Diese Frage könnte sich auch bei einer Grundstücksschenkung unter Zurückbehalt des Nießbrauchs und der späteren entgeltlichen Ablösung stellen. Auch hier könnte die Idee aufkommen, Mieteinnahmen oder ein Veräußerungsentgelt anzunehmen. Dies ist derzeit jedoch nicht der Fall.
Der Fall
Im Jahr 2012 übertrug die Klägerin K ihre private Beteiligung an der X-GmbH im Wege der vorweggenommenen Erbfolge unentgeltlich auf ihren Sohn. Dabei behielt sie sich nicht nur den Nießbrauch an den Anteilen vor, sondern ließ ihren Einfluss auf die Geschicke der Gesellschaft auch durch eine unwiderrufliche Stimmrechtsvollmacht absichern. Aufgrund von Meinungsverschiedenheiten zwischen den Gesellschaftern veräußerte der Sohn die Beteiligung im Jahr 2018. Im Gegenzug leistete der Sohn an K (seine Mutter) eine nach finanzmathematischen Grundsätzen auf der Grundlage der statistischen Lebenserwartung der K ermittelte Ablösezahlung. K erklärte die Zahlung in ihrer Einkommensteuererklärung für das Jahr 2018 als nicht steuerbare Vermögensumschichtung. Das Finanzamt (FA) vertrat dagegen die Auffassung, dass es sich um nachträgliche Einkünfte im Sinne des § 17 EStG in Verbindung mit § 24 Nr. 2 EStG handele.
Die Entscheidung
Das FG lehnt die Annahme von gewerblichen Einkünften ab. Die unentgeltliche Übertragung im Jahr 2012, bei der sowohl das zivilrechtliche als auch das wirtschaftliche Eigentum an den GmbH-Anteilen auf den Sohn übergegangen sind, und die Ablösung des Nießbrauchsrechts im Jahr 2018 seien auch steuerrechtlich als zwei getrennte Vorgänge zu behandeln. Ein sachlicher Zusammenhang zwischen Übertragung und Ablösung des Nießbrauchsrechts könne allenfalls dann angenommen werden, wenn der Rechtsgrund für die später geleistete Zahlung bereits im ursprünglichen Rechtsgeschäft angelegt gewesen wäre. Dies sei vorliegend aber nicht der Fall gewesen. Das FG beurteilt die Ablösezahlung vielmehr als Entschädigung für entgehende Gewinnausschüttungen. K sei die Ablösezahlung aufgrund ihrer über ein reines Gewinnbezugsrecht hinausgehenden Mitverwaltungsrechte als Einkünfte aus Kapitalvermögen im Sinne des § 20 Abs. 1 Nr. 1 EStG zuzurechnen. Damit sei der Tatbestand des § 24 Nr. 1 Buchstabe a EStG erfüllt.

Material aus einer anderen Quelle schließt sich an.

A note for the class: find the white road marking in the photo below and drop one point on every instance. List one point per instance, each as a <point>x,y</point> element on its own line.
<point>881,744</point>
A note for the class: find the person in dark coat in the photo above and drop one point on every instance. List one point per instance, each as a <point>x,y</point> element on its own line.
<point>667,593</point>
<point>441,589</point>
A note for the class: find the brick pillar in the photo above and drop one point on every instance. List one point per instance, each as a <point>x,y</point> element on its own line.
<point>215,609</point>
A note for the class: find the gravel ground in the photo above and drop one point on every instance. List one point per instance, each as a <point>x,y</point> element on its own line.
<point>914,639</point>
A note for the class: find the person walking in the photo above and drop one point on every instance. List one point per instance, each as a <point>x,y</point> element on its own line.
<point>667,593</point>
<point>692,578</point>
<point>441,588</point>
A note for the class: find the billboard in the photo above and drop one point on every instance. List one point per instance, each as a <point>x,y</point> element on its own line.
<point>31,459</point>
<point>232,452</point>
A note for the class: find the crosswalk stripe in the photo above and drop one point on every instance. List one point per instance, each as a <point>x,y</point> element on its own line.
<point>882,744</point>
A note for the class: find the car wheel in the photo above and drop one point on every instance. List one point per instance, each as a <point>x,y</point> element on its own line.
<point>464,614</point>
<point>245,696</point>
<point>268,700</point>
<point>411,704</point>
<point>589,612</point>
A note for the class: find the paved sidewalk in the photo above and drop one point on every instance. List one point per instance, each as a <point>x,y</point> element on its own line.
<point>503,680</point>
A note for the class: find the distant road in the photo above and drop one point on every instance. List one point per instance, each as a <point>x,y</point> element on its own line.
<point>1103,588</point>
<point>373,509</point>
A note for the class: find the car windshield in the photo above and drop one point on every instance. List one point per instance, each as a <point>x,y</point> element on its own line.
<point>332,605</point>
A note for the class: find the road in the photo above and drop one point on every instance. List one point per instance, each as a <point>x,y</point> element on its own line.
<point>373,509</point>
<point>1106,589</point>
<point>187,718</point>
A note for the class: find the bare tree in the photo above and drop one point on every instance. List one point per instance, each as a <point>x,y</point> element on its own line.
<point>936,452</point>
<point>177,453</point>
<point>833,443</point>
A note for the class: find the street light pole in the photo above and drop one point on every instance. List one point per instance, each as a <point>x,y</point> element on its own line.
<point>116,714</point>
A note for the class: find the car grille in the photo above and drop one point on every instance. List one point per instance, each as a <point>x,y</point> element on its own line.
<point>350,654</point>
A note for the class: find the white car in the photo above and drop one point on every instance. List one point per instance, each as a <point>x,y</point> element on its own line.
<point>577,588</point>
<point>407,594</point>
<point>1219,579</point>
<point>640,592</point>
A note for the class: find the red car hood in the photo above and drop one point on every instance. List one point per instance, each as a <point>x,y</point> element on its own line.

Einnahmen nach § 20 Abs. 1 Nr. 1 EStG
Zu den Einkünften aus Kapitalvermögen gehören die in § 20 Abs. 1 Nr. 1 bis 11 EStG aufgeführten (laufenden) Kapitalerträge sowie Gewinne aus Veräußerungen und gleichgestellten Vorgängen nach § 20 Abs. 2 EStG. Zu § 20 Abs. 1 Nr. 1 EStG gehören insbesondere Gewinnanteile (Dividenden) und sonstige Bezüge aus Anteilen an einer GmbH. Die laufenden Dividenden sind der K als (Vorbehalts-)Nießbraucherin zuzurechnen. Sie gilt aufgrund ihres Nießbrauchs als Anteilseignerin (heute: § 20 Abs. 5 Satz 3 EStG).
Keine Veräußerung nach § 20 Abs. 2 EStG
Die Vorschrift des § 20 Abs. 2 Satz 1 Nr. 1 Satz 1 EStG ist dagegen nach Auffassung des FG nicht einschlägig. Sie erfasst den Gewinn aus der Veräußerung von Anteilen an einer Körperschaft (hier: X-GmbH). Im vorliegenden Fall fehlt es aber an einer Veräußerung im Zeitpunkt der Ablösung des Nießbrauchsrechts. Das wirtschaftliche (und rechtliche) Eigentum an den Anteilen der X-GmbH ist bereits mit der ursprünglichen Übertragung der Anteile von K auf ihren Sohn übergegangen.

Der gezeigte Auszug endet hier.